WTBL-LD
- Biloxi–Gulfport, Mississippi; United States;
- City: Pascagoula, Mississippi (nominal city of license)
- Channels: Digital: 31 (UHF); Virtual: 51;
- Branding: MeTV Biloxi; Telemundo Biloxi (51.2);

Programming
- Affiliations: 51.1: MeTV; 51.2: Telemundo; for others, see § Subchannels;

Ownership
- Owner: Gray Media; (Gray Television Licensee, LLC);
- Sister stations: WLOX

History
- First air date: 1990
- Former call signs: W46AV (1990–2000); W51CU (2000–2010); WGUD-LP (2010–2013); WGUD-LD (2013–2022);
- Former channel numbers: Analog: 46 (UHF, 1990–2000), 51 (UHF, 2000–2011), 38 (UHF, 2011–2013); Digital: 51 (UHF, 2013–2022);
- Former affiliations: TBN (1990–2010); FamilyNet (2010–2017);

Technical information
- Licensing authority: FCC
- Facility ID: 67989
- Class: LD
- ERP: 4 kW; 15 kW (CP);
- HAAT: 34.3 m (113 ft); 326.2 m (1,070 ft) (CP);
- Transmitter coordinates: 30°23′36.7″N 89°0′1.1″W﻿ / ﻿30.393528°N 89.000306°W; 30°43′23″N 89°5′28″W﻿ / ﻿30.72306°N 89.09111°W (CP);

Links
- Public license information: LMS
- Website: www.telemundobiloxi.com (51.2)

= WTBL-LD =

Television station in Pascagoula, Mississippi

WTBL-LD (channel 51) is a low-power television station serving Biloxi and Gulfport, Mississippi, United States, as an affiliate of MeTV and Telemundo.
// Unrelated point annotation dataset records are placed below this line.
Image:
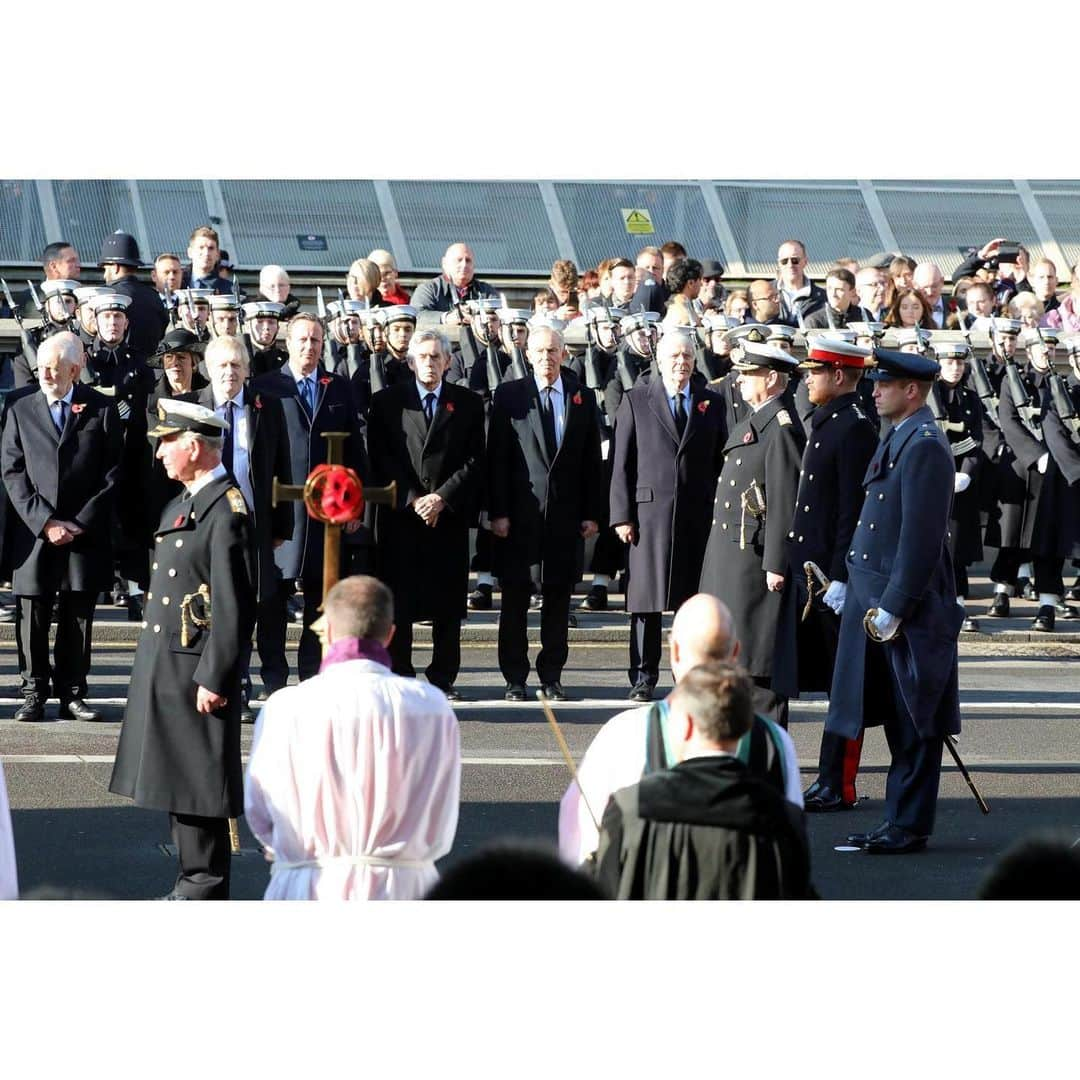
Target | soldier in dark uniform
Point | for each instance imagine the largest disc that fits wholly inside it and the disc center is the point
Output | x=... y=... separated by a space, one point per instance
x=192 y=311
x=179 y=745
x=669 y=441
x=59 y=302
x=745 y=562
x=116 y=369
x=261 y=322
x=147 y=319
x=428 y=436
x=896 y=660
x=314 y=401
x=840 y=442
x=959 y=414
x=597 y=364
x=1030 y=487
x=62 y=462
x=544 y=497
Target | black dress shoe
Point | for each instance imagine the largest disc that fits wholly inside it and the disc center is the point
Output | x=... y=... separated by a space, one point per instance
x=825 y=800
x=595 y=601
x=894 y=841
x=861 y=839
x=32 y=711
x=78 y=710
x=480 y=598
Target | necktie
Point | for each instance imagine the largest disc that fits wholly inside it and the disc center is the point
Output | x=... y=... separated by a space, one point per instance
x=549 y=422
x=229 y=435
x=679 y=415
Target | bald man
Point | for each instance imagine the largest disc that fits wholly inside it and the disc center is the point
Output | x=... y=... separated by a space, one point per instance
x=454 y=286
x=929 y=281
x=635 y=742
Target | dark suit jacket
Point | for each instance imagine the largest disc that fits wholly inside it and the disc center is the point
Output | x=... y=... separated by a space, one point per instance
x=428 y=568
x=268 y=456
x=301 y=556
x=545 y=499
x=72 y=477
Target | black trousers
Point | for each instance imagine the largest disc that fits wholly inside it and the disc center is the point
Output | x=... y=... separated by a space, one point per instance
x=75 y=628
x=205 y=855
x=645 y=648
x=271 y=630
x=445 y=651
x=513 y=632
x=1048 y=571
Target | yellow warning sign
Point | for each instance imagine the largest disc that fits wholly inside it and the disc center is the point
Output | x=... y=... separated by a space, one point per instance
x=637 y=221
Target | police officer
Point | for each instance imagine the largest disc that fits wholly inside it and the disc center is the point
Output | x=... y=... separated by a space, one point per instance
x=147 y=319
x=746 y=556
x=58 y=305
x=896 y=660
x=959 y=414
x=179 y=744
x=261 y=322
x=840 y=442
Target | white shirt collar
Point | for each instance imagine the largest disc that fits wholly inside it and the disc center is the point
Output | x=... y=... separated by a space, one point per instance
x=196 y=486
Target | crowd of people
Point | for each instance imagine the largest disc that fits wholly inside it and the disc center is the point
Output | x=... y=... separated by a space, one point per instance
x=810 y=520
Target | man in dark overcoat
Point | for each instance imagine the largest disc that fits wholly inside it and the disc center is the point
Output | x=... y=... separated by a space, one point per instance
x=545 y=496
x=62 y=462
x=669 y=445
x=313 y=402
x=179 y=744
x=840 y=442
x=745 y=562
x=896 y=660
x=428 y=436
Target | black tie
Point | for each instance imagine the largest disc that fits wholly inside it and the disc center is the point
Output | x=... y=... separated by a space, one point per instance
x=679 y=415
x=548 y=416
x=227 y=453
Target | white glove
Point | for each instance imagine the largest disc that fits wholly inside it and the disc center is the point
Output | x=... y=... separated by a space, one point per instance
x=834 y=595
x=886 y=624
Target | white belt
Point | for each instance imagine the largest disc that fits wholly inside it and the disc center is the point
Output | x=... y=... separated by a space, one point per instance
x=324 y=861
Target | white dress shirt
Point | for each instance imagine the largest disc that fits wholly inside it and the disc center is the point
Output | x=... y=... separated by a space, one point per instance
x=241 y=444
x=557 y=406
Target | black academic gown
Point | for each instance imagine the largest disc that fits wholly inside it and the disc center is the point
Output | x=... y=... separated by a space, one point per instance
x=705 y=829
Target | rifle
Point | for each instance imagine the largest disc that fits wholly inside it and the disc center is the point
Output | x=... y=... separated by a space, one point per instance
x=29 y=349
x=1028 y=414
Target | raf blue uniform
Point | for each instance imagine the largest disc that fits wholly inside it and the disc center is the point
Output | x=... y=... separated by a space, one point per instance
x=899 y=562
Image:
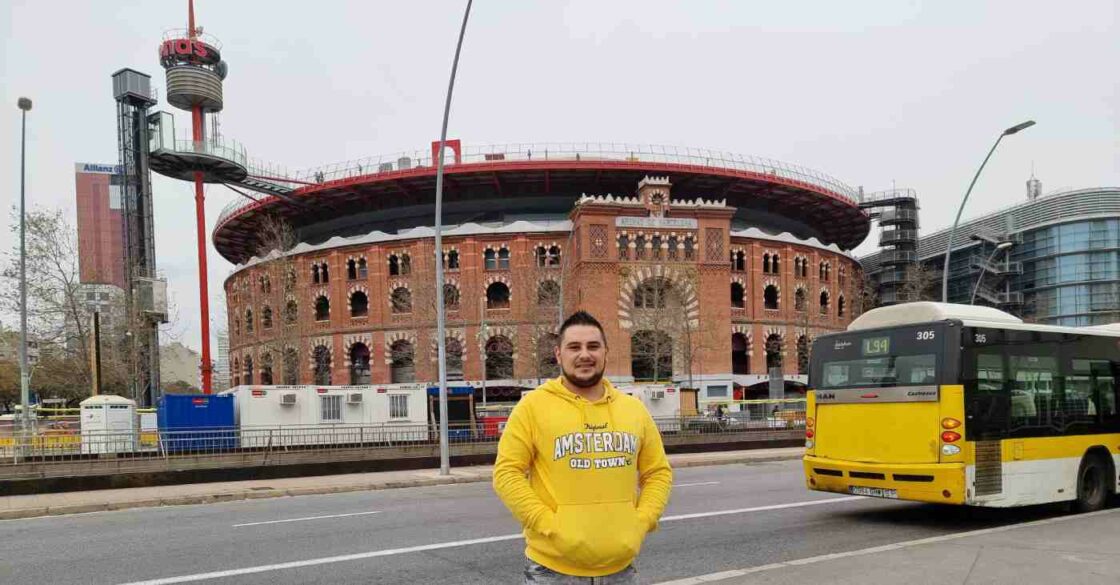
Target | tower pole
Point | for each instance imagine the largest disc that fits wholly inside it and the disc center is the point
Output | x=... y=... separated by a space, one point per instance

It is nominally licensed to Pascagoula, Mississippi; however, it only provides a marginal signal to that area. WTBL-LD is owned by Gray Television alongside dual ABC/CBS affiliate WLOX (channel 13). The two stations share studios on DeBuys Road in Biloxi, where WTBL-LD's transmitter is also located.

==History==
The original construction permit for the station was granted on October 29, 1987, for operation on channel 46; the station was assigned the call letters W46AV. Originally owned by Tel-Radio Communications Properties, the permit was transferred to the Trinity Broadcasting Network (TBN) in 1988. A license to cover was issued August 16, 1990. It moved to channel 51 in 2000 and became W51CU.

TBN sold W51CU to Tim Wall, owner of Scranton Broadcasting Company, LLC in 2010. Soon after the sale was approved (but while still under TBN ownership), the station changed its call letters to WGUD-LP. Scranton relaunched WGUD-LP on September 1, 2010, as a FamilyNet affiliate, with some local programming. On January 4, 2013, the station changed its call sign to WGUD-LD. In 2017, due to the eventual rebranding of FamilyNet, WGUD-LD changed affiliates again.

On October 3, 2022, the station changed its callsign from WGUD-LD to WTBL-LD.

==Subchannels==
The station's signal is multiplexed:

Subchannels of WTBL-LD
| Channel | Display | Short name | Programming |
|---|---|---|---|
| 51.1 | 480i | WTBLLD1 | MeTV |
| 51.2 | 1080i | WTBLHD | Telemundo |
| 51.3 | 720p | GCSEN | Gulf Coast Sports & Entertainment Network |
| 51.4 | 480i | THE365 | 365BLK |

WTBL-LD currently has a construction permit to move its signal to digital channel 38. A previous such permit, granted in 2006, expired on June 19, 2009. Around 2011, WGUD-LP consummated its relocation, and began broadcasting three subchannels, with programming from FamilyNet, MeTV and Pursuit Channel. The Cowboy Channel replaced FamilyNet on July 1, 2017.

Beginning in October 2024, WTBL-LD's third subchannel has been affiliated with the Gray Television owned Gulf Coast Sports & Entertainment Network. The network is the television home of the New Orleans Pelicans of the National Basketball Association.